Rod Marinelli coaches football in Allen Park. Tom Hoover coaches football in Allen Park.


The difference is that Marinelli coaches the Detroit Lions, whose headquarters is Allen Park, while Hoover coaches the Allen Park High Jaguars. But Marinelli doesn't see that as much of a difference.

Marinelli doesn't see much difference between Lions coaches and high school coaches and teachers in general. It's just a different level, a different environment.

"They're all teaching," Marinelli said. "What they're doing is the same as what we're trying to do -- teach."
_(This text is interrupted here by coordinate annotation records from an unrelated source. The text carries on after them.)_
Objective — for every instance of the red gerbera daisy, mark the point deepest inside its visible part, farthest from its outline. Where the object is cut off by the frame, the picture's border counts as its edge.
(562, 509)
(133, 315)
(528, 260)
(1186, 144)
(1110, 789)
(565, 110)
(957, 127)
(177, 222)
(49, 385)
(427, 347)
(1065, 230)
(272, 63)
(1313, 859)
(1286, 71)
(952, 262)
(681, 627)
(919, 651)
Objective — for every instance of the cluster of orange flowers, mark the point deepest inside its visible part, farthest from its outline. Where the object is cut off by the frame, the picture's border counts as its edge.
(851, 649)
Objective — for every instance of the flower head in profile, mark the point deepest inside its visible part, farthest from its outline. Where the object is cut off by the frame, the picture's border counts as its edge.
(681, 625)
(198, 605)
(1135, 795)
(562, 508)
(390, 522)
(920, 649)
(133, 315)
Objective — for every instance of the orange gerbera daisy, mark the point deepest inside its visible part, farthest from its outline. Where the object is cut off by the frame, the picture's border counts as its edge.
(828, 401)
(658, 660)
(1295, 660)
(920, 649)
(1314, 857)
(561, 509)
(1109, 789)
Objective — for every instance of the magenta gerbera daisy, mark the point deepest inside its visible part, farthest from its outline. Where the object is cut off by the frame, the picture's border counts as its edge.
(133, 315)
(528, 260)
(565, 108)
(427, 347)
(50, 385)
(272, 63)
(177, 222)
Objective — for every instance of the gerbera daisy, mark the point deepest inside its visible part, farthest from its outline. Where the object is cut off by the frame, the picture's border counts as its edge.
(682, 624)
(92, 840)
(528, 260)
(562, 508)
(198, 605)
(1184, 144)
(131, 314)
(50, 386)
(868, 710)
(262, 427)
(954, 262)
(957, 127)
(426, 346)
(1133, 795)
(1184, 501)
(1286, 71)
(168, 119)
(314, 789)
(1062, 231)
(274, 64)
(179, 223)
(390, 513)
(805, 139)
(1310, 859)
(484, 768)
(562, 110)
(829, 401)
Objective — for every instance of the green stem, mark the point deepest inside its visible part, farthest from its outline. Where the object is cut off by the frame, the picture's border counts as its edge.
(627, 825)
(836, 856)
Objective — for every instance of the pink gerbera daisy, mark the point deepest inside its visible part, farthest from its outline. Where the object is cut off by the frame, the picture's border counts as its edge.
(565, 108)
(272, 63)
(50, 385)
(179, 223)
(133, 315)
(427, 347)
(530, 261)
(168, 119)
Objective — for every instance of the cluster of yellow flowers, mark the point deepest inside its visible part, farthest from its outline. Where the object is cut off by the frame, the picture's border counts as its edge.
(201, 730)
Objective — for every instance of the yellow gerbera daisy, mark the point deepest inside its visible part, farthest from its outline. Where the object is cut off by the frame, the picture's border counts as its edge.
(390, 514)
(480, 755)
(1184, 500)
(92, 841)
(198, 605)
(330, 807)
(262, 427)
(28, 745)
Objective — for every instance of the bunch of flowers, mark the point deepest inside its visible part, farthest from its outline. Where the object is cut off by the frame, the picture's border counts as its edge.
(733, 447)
So he showed them Monday. The Lions invited 10 high schools from across southeastern Michigan to send seven players, two coaches and a teacher to an off-season practice. They attended meetings, took a tour of the building and got an up-close look on the field.

Hoover was thrilled after watching offensive coordinator Jim Colletto instruct the linemen in the classroom and then move the lesson outdoors.

"Every single guy in there was glued to the screen, and he was showing them what he wanted," Hoover said. "And then when I watched practice out here, they did it at full speed, under fire. He's an excellent teacher. I saw it before, during and after."

Before he became coach of the Lions, before he was the defensive line coach at Tampa Bay, before he rose through the college ranks -- Southern Cal, Arizona State, Cal, Utah State -- Marinelli started as an assistant coach and history teacher at Rosemead High, his alma mater, outside Los Angeles.

His coaches and teachers had a huge impact on his life, and he has never forgotten it.

Last June, the Lions opened their last off-season practice to the public and held it at Detroit Renaissance, so coaches and players from the Public School League could see how pros went about their business.

This year, the Lions tried something different. They picked 10 schools -- from Jackson to Detroit, from Riverview to Warren.

"We really tried to get a broad spectrum of representation," said chief operating officer Tom Lewand, who added the team was considering taking a training camp practice "into the community."

Marinelli wanted to limit the number of people to keep the experience intimate. He asked the coaches to pick players they wanted to come -- maybe guys who needed inspiration, maybe guys who deserved a reward, maybe a young guy on the rise.

"For my kids, it's just the work ethic and how they're running around in practice from drill to drill and then from team to team," Ann Arbor Pioneer coach Jeremy Gold said. "Just getting these kids to understand that this is a fast-paced deal. You have to be in great shape to go for two-hour practice."

Marinelli also asked the coaches to pick a teacher who doesn't coach.

"I thought that was a real benefit for them to see what goes on here," he said. "It just helps them to relate to a student better. ... I just wanted to show why players like this stuff. ...

"The classroom teachers were able to see it's the same thing -- presenting material, how you present, changing the environment of a room, voice inflection, all those type of things. It's all the same."